Par deux arrêts récents la Cour de cassation vient de rappeler l’obligation de motivation des décisions d’exclusion d’un associé coopérateur.
La jurisprudence a depuis longtemps fixé la règle selon laquelle le juge dispose du pouvoir d’apprécier la validité ou la gravité du manquement du coopérateur en s’assurant également que les droits à une procédure équitable ont été respectés. (CA Reims 03/03/1975 ou Cassation 1ère civ 08/11/1976)
Selon l’article L521-3 du Code rural les statuts doivent comporter des dispositions spécifiques sur les conditions de retrait ou d’exclusion d’un associé et le Règlement Intérieur doit définir la nature des manquements et griefs susceptibles de justifier une sanction pouvant aller jusqu’à l’exclusion.
Le décret du 21 décembre 2016 modifiant le droit des coopératives agricoles a conduit à l’adoption de statuts-type homologués par arrêté ministériel du 28 avril 2017.
On retrouve désormais dans l’article R522-8 du Code rural la définition selon laquelle : « L’exclusion d’un associé coopérateur peut être prononcée pour des raisons graves, notamment si l’associé coopérateur a été condamné à une peine criminelle, s’il a nui sérieusement ou tenté de nuire à la société par des actes injustifiés ou s’il a falsifié les produits qu’il apportés à la coopérative.»
Dans la première décision (Cassation civ 1ère 06/12/2017 N°16-20680) la Cour de Cassation s’est prononcée sur deux questions distinctes : elle s’attache tout d’abord à vérifier que les règles de transparence procédurale ont été respectées et notamment les conditions du vote qui a présidé à une première décision sanctionnant une associée coopératrice pour avoir vendu du raisin en dehors de la coopérative. En l’espèce, la sanction est annulée car le procès-verbal de la réunion du Conseil d’administration ne mentionnait pas la répartition des votes.
Ultérieurement, cette même viticultrice était exclue par une nouvelle décision du Conseil d’Administration. Cette fois-ci, c’est la motivation de la sanction qui est en cause. La Cour d’Appel jugeait en effet que le motif n’était pas d’une gravité suffisante pour justifier une décision d’exclusion. Le juge du fond a pris en compte « l’ancienneté de l’associée au sein de la coopérative et l’absence d’impact du manquement sur la qualité et la notoriété des produits. » La Cour de Cassation approuve cette motivation qu’elle juge suffisante.

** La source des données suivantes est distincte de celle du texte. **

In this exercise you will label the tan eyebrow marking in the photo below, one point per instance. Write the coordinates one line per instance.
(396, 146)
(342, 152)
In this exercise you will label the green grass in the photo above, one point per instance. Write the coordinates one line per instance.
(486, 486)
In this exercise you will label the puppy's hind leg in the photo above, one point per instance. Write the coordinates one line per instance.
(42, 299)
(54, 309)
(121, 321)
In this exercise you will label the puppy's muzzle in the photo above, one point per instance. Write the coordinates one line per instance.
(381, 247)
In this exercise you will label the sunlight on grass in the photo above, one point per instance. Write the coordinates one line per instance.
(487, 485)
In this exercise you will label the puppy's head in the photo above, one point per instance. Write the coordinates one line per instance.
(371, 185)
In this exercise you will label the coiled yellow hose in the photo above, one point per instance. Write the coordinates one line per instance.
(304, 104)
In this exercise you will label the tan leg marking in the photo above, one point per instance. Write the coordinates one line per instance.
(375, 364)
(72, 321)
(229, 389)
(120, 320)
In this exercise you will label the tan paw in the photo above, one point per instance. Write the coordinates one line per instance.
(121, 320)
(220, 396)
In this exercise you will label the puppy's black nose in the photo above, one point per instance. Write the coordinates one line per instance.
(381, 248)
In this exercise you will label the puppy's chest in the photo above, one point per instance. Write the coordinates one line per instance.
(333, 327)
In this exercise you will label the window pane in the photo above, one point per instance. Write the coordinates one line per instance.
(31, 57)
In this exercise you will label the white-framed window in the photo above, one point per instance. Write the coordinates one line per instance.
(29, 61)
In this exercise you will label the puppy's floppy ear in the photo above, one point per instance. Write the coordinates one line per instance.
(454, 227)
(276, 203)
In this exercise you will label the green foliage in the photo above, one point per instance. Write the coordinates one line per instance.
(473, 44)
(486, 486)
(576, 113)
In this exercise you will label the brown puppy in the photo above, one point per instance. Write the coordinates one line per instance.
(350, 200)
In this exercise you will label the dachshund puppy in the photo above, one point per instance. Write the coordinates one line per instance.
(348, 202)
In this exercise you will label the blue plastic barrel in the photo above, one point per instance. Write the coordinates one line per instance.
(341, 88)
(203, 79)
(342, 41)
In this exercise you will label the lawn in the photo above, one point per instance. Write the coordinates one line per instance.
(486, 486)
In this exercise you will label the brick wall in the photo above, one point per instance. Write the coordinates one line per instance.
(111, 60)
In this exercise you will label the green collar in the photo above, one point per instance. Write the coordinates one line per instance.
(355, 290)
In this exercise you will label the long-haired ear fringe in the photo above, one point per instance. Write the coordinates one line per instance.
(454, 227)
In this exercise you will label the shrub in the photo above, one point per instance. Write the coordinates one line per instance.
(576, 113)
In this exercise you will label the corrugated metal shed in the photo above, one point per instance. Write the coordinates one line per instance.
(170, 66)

Dans la seconde décision (Cassation civ 1ère 17/01/2018 N°16- 12872), la Cour de Cassation s’est prononcée à nouveau sur le bien fondé d’une décision d’exclusion et tout particulièrement sur la notion de « récidive ». La sanction était motivée par une absence de livraison de la production du coopérateur, producteur maraicher, « au cours de la campagne 2011. » Cette motivation ne caractérise pas selon la Cour suprême une volonté réitérée de ses soustraire aux engagements de livraison exclusive à la coopérative.
La Cour de cassation fait donc preuve d’une certaine bienveillance à l’égard des associés coopérateurs. Il appartient aux coopératives d’en tenir compte et de veiller non seulement au respect strict des règles procédurales mais également de justifier de la gravité du manquement en caractérisant sans doute cette « gravité » au regard des pratiques habituelles du secteur de production concerné.